Toplum tarafından yanlış bilinen bilgilerden bir diğeri ise mamografinin çok ağrılı olduğudur. Bu yüzden de kadınların ağrıdan çekinip mamografi filmi çektirmediklerini söyleyen Uzm. Dr. Nesrin Atcı, “Eskiden belki ağrılı olabilirdi. Ama gelişen teknoloji ile birlikte mamografi filmi için kullanılan cihazlarda gelişmiştir. Mamografide iki plak arasında meme sıkıştırılarak bir nevi memenin röntgen filmi çekilir. Eski cihazlarda sıkıştırmaktan dolayı hastalar ağrı duyabilirdi. Fakat yeni nesil cihazlarda bu durum daha farklı. Günümüzde, her meme kalınlığına ve yoğunluğuna göre kompresyonu otomatik olarak ayarlayabilen cihazlar mevcuttur” diye konuştu.
Ağrıyı azaltan bir diğer faktör de mamografi filmi çektirme zamanı olup en ideal zaman adet kanaması bittikten sonraki ilk hafta olduğunu söyleyen Atcı, “Mamografi filmi çekileceği gün duş alıp koltuk altı deodorantı ya da losyonu gibi maddeler kullanılmamalıdır. Çünkü bu tarz kozmetik ürünler mamografi sonucunu yanıltabilir” ifadelerini kullandı.

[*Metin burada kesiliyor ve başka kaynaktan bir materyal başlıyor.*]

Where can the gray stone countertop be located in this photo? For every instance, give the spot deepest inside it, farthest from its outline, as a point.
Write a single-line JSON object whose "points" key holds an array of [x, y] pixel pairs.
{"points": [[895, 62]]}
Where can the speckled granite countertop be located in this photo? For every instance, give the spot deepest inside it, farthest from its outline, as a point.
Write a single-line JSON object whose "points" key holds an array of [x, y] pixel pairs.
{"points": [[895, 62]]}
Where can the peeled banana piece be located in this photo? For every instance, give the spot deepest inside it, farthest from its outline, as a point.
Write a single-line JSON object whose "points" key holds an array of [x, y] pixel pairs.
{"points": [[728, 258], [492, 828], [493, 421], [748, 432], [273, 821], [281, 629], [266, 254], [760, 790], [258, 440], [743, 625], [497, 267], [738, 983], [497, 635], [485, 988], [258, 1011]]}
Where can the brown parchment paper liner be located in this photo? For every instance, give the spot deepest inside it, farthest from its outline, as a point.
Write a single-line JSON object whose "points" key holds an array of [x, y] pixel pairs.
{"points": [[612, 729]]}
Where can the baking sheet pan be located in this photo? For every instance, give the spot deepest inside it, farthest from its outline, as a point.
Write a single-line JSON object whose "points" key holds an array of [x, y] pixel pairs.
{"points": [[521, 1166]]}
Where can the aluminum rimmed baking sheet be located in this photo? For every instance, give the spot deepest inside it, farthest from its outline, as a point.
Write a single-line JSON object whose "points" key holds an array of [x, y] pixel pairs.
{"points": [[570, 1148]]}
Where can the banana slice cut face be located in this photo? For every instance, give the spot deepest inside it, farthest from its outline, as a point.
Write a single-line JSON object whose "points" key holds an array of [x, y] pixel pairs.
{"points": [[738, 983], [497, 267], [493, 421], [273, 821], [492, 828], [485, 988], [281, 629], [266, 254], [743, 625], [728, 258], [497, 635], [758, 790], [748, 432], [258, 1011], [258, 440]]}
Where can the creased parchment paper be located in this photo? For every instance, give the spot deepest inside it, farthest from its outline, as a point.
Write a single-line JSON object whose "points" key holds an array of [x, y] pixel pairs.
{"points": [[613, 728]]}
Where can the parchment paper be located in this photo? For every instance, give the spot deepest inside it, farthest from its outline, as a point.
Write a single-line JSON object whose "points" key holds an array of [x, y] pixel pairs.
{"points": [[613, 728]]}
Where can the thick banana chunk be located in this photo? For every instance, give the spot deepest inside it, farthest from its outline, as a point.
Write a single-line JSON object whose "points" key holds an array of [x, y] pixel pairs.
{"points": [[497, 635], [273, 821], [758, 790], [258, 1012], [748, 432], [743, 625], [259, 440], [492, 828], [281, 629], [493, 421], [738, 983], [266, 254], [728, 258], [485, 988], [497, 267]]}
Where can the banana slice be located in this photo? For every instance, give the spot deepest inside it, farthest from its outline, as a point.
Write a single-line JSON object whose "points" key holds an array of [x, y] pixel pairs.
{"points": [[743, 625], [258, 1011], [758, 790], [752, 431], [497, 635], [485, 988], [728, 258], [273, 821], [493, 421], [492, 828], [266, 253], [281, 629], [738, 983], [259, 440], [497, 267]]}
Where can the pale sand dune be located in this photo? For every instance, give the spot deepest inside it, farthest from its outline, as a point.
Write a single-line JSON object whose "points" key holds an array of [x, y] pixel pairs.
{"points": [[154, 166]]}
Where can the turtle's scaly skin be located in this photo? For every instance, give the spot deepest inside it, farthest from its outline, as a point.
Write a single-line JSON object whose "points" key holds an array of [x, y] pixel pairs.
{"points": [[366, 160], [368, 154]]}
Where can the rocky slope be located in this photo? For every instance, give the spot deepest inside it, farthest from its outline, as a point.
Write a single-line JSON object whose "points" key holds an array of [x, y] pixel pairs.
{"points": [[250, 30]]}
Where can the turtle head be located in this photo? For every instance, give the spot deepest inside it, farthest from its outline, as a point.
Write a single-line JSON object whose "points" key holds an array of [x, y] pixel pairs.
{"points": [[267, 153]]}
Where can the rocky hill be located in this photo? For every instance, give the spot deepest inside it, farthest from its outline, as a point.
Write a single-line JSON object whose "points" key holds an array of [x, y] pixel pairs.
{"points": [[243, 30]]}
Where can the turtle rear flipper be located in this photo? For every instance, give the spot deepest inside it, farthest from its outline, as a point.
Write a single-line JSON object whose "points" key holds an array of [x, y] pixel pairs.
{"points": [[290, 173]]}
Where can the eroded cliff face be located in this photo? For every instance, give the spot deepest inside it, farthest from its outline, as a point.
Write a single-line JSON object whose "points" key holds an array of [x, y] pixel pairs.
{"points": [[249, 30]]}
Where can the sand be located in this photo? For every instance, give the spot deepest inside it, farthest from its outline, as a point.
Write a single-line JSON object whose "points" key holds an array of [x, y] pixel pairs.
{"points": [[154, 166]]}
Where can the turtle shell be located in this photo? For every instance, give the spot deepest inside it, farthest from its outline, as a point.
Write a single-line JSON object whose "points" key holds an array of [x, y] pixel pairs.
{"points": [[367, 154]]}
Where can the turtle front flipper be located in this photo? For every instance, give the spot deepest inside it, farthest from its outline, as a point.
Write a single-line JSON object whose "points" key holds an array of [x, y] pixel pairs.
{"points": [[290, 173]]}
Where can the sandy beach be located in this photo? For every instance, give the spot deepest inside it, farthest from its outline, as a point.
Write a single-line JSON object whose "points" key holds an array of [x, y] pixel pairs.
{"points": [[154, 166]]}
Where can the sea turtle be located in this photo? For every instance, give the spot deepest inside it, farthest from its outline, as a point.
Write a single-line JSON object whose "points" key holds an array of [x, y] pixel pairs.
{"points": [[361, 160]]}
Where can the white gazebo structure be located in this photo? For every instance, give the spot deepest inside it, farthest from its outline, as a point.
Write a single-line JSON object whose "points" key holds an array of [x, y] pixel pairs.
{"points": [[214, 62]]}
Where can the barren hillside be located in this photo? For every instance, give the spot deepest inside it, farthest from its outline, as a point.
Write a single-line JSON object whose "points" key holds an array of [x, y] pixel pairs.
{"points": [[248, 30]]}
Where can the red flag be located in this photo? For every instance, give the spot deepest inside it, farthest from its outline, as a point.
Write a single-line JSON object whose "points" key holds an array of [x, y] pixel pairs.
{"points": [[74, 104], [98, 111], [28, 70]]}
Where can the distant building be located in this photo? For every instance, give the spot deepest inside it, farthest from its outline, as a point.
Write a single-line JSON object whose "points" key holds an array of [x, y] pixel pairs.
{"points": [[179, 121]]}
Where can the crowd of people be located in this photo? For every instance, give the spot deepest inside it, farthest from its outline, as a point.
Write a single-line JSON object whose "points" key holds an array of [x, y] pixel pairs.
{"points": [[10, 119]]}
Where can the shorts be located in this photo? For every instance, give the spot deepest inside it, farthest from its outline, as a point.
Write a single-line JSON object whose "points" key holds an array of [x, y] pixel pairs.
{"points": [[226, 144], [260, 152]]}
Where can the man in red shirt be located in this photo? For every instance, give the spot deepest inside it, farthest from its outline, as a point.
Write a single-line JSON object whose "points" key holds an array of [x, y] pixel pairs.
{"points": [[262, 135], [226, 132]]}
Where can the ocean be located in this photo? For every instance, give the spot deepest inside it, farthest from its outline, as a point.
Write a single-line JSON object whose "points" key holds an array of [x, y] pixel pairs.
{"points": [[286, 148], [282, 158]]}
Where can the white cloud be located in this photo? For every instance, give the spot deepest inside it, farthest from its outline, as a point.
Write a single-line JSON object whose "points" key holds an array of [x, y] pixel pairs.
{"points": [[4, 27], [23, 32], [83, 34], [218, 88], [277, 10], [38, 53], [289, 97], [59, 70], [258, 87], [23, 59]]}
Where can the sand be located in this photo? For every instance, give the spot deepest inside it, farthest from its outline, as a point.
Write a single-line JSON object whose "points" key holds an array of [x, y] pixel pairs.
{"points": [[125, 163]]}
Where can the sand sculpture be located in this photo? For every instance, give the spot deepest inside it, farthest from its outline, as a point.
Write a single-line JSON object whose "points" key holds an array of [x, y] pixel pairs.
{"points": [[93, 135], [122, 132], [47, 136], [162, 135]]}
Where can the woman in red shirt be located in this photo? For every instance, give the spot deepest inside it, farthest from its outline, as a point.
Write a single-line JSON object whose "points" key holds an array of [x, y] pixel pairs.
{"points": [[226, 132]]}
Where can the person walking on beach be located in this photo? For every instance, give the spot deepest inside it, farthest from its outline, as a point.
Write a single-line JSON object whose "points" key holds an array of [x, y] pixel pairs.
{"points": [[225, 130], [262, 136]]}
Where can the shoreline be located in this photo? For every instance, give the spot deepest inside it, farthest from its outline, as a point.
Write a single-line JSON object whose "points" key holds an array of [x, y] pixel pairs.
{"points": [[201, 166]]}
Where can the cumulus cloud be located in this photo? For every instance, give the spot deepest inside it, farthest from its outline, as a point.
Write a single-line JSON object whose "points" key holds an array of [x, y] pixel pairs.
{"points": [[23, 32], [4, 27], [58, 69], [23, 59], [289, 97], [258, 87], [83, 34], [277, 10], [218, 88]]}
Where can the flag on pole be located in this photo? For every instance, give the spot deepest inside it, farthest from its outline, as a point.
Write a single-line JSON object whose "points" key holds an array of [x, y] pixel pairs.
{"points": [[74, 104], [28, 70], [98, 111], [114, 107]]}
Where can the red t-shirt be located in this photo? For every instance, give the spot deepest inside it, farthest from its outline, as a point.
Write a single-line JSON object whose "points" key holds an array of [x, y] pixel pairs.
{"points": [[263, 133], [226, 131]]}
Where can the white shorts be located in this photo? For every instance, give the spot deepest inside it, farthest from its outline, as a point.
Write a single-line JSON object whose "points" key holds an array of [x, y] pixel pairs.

“Her kadın kendi muayenesini yapabilir”
Kadınların öncelikle kendi kendilerinin doktoru olması gerektiğini söyleyen Uzm. Dr. Nesrin Atcı, “Kadınların düzenli aralıklarla kendilerini kontrol etmeleri gerekir. Memede şekil bozukluğu var mı? Ağrısız ele gelen bir kitle var mı diye kendilerini gözlemlemeleri çok önemlidir. Memesinde yeni bir şey fark eden, eline bir şişlik gelen hastalarımızın vakit kaybetmeden hastaneye başvurmaları gerekir. Şikayeti olup bize gelen hastalarımızı 40 yaş üzeri ise ve en son mamografisinin üzerinden 1 yıl geçmişse mamografi ve meme ultrasonu ile değerlendiririz. 40 yaş altı hastalarımız ise genellikle öncelikle ultrason muayenesi ile değerlendirilir. Ultrasonda ele gelen lezyonun karakterine bakılır. Kist mi? Yani içi sıvı dolu mu, yoksa katı bir lezyon mu? Önce bunun ayrımını yaparız. Kist ise zaten iyi huylu bir lezyondur ve takibe gerek kalmaz. Katı lezyonların bir takım özelliklerine bakarız. Konturlarına bakılır ve içinde küçük küçük kireçlenmeler var mı diye ayrıntılı incelenir. İyi görünümlü katı lezyonlar genelde en az iki yıl takip edilir. Ama yeni ele gelen lezyon iyi görünümlü de olsa biyopsi yaparız. Sonuç olarak, memede her lezyon kötü demek değildir. Hastalarımızın eski tetkikleriyle beraber ayrıntılı olarak değerlendirilmesi, meme lezyonlarının titizlikle incelenip doğru yönlendirilmeleri son derece önemlidir” dedi.